The odds of a collision occurring increase with the number of problems the collision would cause.

I really don’t see the problem with this solution. Generate a bunch of numbers, then the next time you run the program, instead of starting at zero, start at the last number you generated +1. Either hand code that into the program, or make the program ask for the seed first, or better yet, have the program store the last number generated, then use that number for the next, +1.

Unlike any random or hash value, this guarantees no duplication. From a programming standpoint, it’s trivial. However, I’m not an Excel programmer, so I can’t suggest the exact code.

Hashes have lots of uses; rapid, collision-aware lookup is just one of them. Although collisions are always a possibility, with enough bits you don’t have to care–128 is pretty much enough to guarantee that the universe will end before you have a collision (real-world secure hashes use more bits to give them some headroom against malicious attacks).

The OP appears to be generating data for testing purposes. A collision isn’t the end of the world; it likely just means that someone, somewhere will notice that a book scanned back to the wrong title. The problem will be obvious when it’s actually investigated. And with 13 decimal digits and only a few hundred books, the odds of even that happening are very slim.

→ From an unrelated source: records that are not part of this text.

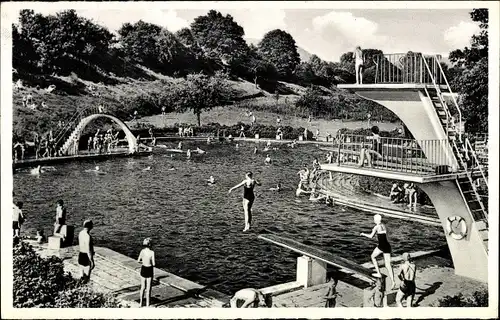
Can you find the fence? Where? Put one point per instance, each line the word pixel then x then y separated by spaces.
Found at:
pixel 394 154
pixel 407 68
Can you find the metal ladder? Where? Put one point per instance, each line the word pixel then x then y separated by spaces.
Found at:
pixel 461 149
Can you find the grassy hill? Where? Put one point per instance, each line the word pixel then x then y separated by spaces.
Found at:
pixel 73 93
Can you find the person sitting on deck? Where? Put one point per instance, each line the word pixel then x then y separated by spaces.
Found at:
pixel 60 217
pixel 277 188
pixel 279 134
pixel 249 298
pixel 40 237
pixel 378 293
pixel 211 180
pixel 331 294
pixel 374 148
pixel 316 196
pixel 407 276
pixel 397 194
pixel 411 192
pixel 268 160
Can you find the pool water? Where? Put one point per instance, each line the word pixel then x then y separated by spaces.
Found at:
pixel 196 227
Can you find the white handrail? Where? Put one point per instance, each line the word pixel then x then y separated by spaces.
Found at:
pixel 476 194
pixel 443 103
pixel 467 143
pixel 453 98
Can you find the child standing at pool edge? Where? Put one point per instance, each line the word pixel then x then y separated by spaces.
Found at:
pixel 147 257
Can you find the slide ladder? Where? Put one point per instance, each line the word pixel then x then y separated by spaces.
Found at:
pixel 72 130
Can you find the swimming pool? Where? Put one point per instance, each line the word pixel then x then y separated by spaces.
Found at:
pixel 197 228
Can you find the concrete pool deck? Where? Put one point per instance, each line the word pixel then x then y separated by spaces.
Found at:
pixel 119 275
pixel 435 279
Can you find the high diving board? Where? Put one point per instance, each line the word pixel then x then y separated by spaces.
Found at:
pixel 321 255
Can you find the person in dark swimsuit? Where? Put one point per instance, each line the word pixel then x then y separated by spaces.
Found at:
pixel 374 150
pixel 407 276
pixel 147 257
pixel 248 197
pixel 383 247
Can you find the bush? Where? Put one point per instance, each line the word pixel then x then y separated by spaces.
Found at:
pixel 41 283
pixel 477 299
pixel 85 297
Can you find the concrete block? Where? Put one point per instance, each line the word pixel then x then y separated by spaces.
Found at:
pixel 310 272
pixel 55 242
pixel 68 233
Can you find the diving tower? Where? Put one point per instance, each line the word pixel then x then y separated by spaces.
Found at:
pixel 440 159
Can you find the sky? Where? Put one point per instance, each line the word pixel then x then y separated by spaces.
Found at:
pixel 327 33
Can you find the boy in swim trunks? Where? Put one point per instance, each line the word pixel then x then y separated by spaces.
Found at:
pixel 86 255
pixel 17 219
pixel 248 298
pixel 407 276
pixel 147 257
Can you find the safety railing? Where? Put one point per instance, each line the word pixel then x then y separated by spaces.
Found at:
pixel 424 157
pixel 436 81
pixel 475 162
pixel 406 68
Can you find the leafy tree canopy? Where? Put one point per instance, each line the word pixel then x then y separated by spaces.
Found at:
pixel 279 48
pixel 470 68
pixel 220 37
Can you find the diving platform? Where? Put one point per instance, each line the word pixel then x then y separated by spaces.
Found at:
pixel 440 158
pixel 394 174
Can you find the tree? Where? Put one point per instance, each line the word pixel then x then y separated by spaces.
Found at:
pixel 139 42
pixel 200 93
pixel 59 40
pixel 220 37
pixel 279 48
pixel 41 283
pixel 471 67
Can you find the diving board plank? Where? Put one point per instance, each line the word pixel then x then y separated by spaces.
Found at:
pixel 317 254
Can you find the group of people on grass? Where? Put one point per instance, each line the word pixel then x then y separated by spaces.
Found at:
pixel 406 193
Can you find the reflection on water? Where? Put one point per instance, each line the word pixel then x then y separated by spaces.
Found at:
pixel 196 228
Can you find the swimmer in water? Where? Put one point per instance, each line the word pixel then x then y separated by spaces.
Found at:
pixel 277 188
pixel 248 197
pixel 268 160
pixel 36 170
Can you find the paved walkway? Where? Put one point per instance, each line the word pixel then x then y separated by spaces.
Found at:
pixel 435 279
pixel 119 275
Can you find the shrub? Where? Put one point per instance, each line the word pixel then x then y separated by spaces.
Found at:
pixel 477 299
pixel 85 297
pixel 37 281
pixel 41 282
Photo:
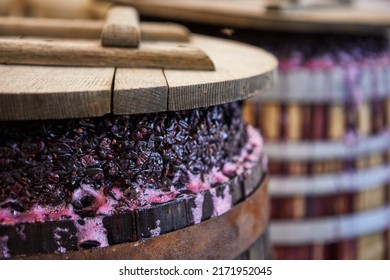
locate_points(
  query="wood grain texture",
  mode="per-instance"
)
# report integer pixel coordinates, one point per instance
(241, 72)
(139, 91)
(91, 53)
(86, 29)
(151, 31)
(121, 28)
(359, 18)
(29, 92)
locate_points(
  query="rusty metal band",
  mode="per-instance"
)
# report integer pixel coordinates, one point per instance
(223, 237)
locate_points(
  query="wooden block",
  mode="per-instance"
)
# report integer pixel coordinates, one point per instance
(120, 228)
(90, 53)
(237, 190)
(336, 122)
(294, 122)
(162, 218)
(269, 120)
(29, 93)
(364, 119)
(154, 221)
(179, 214)
(371, 247)
(139, 91)
(370, 199)
(121, 28)
(208, 207)
(151, 31)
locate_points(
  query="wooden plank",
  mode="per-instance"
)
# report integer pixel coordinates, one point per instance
(121, 28)
(359, 18)
(86, 29)
(91, 53)
(241, 76)
(269, 120)
(307, 4)
(29, 92)
(139, 91)
(362, 18)
(242, 71)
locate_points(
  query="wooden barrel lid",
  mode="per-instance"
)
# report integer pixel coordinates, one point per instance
(302, 16)
(52, 92)
(130, 70)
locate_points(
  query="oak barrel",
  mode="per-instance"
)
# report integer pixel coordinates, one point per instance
(137, 162)
(325, 123)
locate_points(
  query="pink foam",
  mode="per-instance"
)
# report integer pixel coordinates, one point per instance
(197, 212)
(4, 251)
(104, 205)
(58, 239)
(92, 229)
(157, 230)
(221, 204)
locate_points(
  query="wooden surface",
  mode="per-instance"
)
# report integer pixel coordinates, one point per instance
(121, 28)
(239, 74)
(241, 227)
(86, 29)
(140, 91)
(29, 92)
(91, 53)
(361, 17)
(241, 71)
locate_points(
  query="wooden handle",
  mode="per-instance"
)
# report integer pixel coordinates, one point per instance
(121, 28)
(89, 53)
(86, 29)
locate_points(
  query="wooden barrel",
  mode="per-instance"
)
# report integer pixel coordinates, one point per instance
(325, 123)
(330, 164)
(135, 161)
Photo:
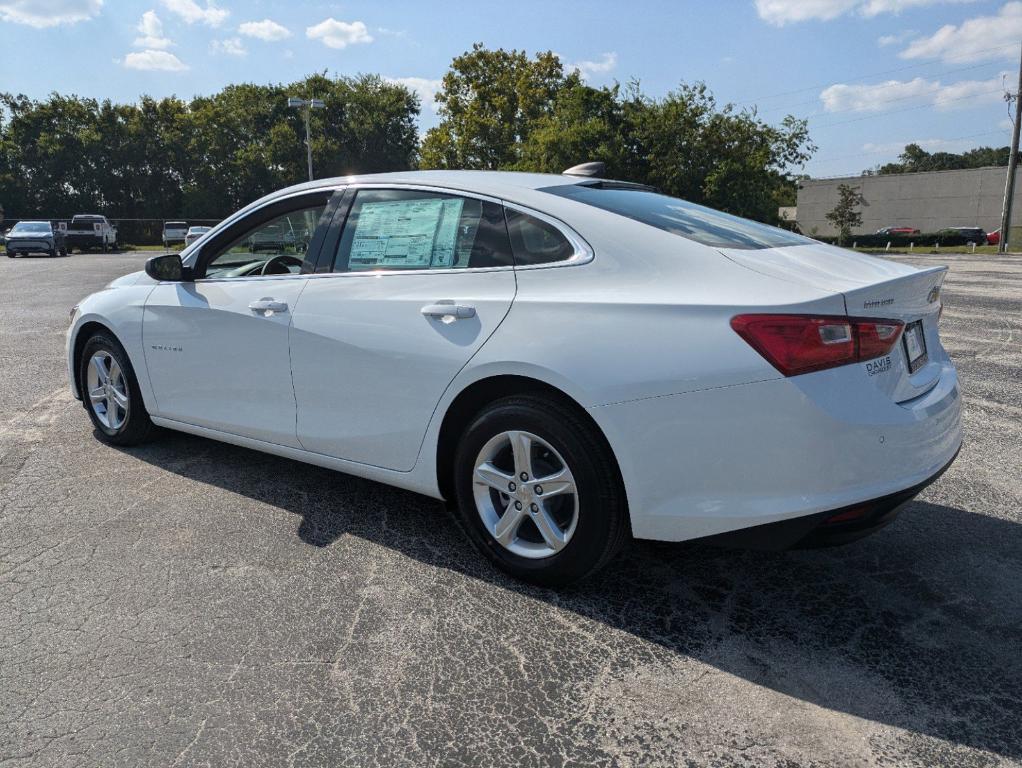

I agree. I was speaking very generally there. However, you ignored the second part of my post which explains that no number of bits can be used to avoid a collision if the consequences are serious enough. (No number of bits less than the number needed to uniquely identify the original string, since I wouldn’t call it hashing if that were exceeded, just some odd encoding).

I didn’t ignore it; I pointed out that for this application, the consequences aren’t actually that serious.

At any rate, I don’t agree. I would literally stake my life on a 256-bit hash (of my choosing) not colliding for two ordinary texts (i.e., not chosen maliciously). That’s a pretty serious consequence… but I have trust in math and statistics.

The odds of avoiding collisions go up exponentially as you increase the number of bits linearly, so for many applications it’s easiest to just pick a reasonably long hash.

I am being facetious. It’s just an application of Murphy’s law.

However, I’d never use a hash without a collision detection system. I don’t particularly like hashing anyway because it doesn’t scale. I’m old enough to have seen memory grow from Kbytes to Tbytes so I’ve seen the hashing algorithms get reworked many times. I’m a Btree and Ptrie fan myself. But that’s a whole other holy war. The major feature of hashing is the time efficiency factor and I don’t see that in the OP’s application.